American company Rondo Energy just announced that it will partner with Thailand’s Siam Cement Group (SCG) to expand the production capacity of Rondo Heat Battery storage at SCG’s facility to 90 Gigawatt hours (GWh) per year, larger than any current battery manufacturing facility worldwide. Mass production is currently underway with a capacity of 2.4 GWh per year already online.
The 90 GWh of planned capacity will result in 12 million tons of CO2 savings annually, equivalent to removing over 4 million internal combustion engine vehicles to the road each year. Rondo’s Heat Battery stores electric power as high temperature heat in refractory brick, without the use of combustibles, critical minerals, toxics, or liquids.
With this technology, wind and solar can deliver continuous zero-carbon industrial heat at lower cost than fossil fuels, a critical need for industries worldwide. The first Rondo Heat Battery is now commercially operating at a California ethanol plant, serving an industrial customer with the world’s highest temperature, highest efficiency energy storage of any kind.

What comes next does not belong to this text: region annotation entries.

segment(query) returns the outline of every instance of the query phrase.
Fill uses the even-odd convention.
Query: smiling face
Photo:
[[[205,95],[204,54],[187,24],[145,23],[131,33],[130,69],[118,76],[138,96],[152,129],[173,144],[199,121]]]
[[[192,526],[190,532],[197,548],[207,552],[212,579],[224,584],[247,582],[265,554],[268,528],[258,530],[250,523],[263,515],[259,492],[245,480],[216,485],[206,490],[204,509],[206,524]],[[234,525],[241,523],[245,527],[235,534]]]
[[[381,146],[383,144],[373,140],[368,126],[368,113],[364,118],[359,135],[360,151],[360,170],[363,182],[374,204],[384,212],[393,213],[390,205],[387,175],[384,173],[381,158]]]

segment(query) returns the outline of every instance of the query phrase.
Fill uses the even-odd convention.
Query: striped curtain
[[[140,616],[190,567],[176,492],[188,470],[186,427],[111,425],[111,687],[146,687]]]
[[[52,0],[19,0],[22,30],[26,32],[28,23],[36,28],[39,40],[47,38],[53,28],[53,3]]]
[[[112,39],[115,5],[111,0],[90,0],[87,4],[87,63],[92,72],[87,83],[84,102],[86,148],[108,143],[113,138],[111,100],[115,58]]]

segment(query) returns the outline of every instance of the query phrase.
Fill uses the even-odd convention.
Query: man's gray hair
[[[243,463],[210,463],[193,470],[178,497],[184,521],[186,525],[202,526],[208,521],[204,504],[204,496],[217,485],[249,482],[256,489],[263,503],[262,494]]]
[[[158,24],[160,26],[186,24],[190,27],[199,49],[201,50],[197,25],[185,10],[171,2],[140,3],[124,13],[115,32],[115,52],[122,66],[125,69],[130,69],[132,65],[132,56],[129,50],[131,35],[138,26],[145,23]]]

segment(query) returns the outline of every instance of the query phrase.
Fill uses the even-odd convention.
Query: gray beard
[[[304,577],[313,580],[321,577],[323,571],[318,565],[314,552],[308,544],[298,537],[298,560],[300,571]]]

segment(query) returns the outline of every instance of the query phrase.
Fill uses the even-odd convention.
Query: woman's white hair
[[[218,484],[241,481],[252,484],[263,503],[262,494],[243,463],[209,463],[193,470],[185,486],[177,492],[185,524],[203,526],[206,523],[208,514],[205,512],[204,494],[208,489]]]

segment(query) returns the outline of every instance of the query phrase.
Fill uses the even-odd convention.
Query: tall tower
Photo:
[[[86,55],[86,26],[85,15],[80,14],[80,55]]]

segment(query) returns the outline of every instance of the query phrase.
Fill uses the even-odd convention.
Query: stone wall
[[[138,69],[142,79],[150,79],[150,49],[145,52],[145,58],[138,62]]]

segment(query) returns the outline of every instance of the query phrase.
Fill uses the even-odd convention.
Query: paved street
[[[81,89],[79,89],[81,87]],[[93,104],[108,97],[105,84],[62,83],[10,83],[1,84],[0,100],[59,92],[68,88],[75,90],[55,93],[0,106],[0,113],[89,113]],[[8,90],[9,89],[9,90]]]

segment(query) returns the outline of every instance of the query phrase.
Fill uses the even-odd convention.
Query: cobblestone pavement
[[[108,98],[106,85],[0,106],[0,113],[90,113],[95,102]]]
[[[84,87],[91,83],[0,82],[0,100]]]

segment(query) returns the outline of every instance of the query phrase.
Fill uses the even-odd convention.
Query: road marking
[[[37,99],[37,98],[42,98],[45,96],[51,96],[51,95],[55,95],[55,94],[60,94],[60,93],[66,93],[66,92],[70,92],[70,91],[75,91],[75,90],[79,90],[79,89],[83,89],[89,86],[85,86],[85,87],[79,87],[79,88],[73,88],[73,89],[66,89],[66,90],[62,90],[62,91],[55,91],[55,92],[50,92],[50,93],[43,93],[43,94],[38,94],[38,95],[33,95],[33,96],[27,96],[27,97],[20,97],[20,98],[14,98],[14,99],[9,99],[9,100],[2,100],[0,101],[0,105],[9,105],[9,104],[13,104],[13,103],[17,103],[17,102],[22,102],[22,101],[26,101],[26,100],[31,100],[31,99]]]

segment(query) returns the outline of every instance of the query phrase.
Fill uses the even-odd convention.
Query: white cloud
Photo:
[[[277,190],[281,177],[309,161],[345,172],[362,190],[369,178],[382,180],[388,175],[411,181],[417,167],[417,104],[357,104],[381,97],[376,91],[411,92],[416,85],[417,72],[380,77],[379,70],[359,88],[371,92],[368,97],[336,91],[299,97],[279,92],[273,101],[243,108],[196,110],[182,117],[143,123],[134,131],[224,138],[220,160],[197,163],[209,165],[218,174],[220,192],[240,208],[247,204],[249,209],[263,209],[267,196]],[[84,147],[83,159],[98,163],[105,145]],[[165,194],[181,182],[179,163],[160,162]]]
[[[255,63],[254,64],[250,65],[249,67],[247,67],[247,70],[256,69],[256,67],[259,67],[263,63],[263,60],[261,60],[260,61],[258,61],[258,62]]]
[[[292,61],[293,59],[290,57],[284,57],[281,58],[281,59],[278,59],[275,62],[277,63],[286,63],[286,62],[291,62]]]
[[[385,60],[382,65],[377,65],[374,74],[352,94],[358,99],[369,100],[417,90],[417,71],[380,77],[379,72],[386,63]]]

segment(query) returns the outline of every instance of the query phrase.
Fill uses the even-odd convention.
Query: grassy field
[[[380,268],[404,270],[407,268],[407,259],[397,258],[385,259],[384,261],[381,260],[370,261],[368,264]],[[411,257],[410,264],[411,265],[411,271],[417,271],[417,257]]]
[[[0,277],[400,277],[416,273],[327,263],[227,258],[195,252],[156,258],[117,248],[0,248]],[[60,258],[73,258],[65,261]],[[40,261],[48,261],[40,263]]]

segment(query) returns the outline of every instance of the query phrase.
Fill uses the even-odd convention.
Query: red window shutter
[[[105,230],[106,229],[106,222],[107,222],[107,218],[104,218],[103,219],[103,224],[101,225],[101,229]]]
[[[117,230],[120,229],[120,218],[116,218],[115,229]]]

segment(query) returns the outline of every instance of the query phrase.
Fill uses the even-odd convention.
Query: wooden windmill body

SCG, through its subsidiary SRIC, produces refractory brick at large scale. Rondo and SCG aim to achieve Heat Battery production at large scale. SCG’s refractory production operations are already the largest in Southeast Asia.
Industry uses more energy than any other part of the world economy, and most industrial energy is used as heat. Industrial heat consumes a quarter of total world energy and today releases a quarter of the world’s CO2. Industrial heat has been seen as difficult to decarbonize due to challenges of cost, continuity, and temperature. Rondo Heat Batteries transform intermittent wind and solar power into the continuous high-temperature and low-cost heat that industry needs. This planned production will support installations powering a wide range of industries, from mining and metals to fuels to food production, at facilities around the world.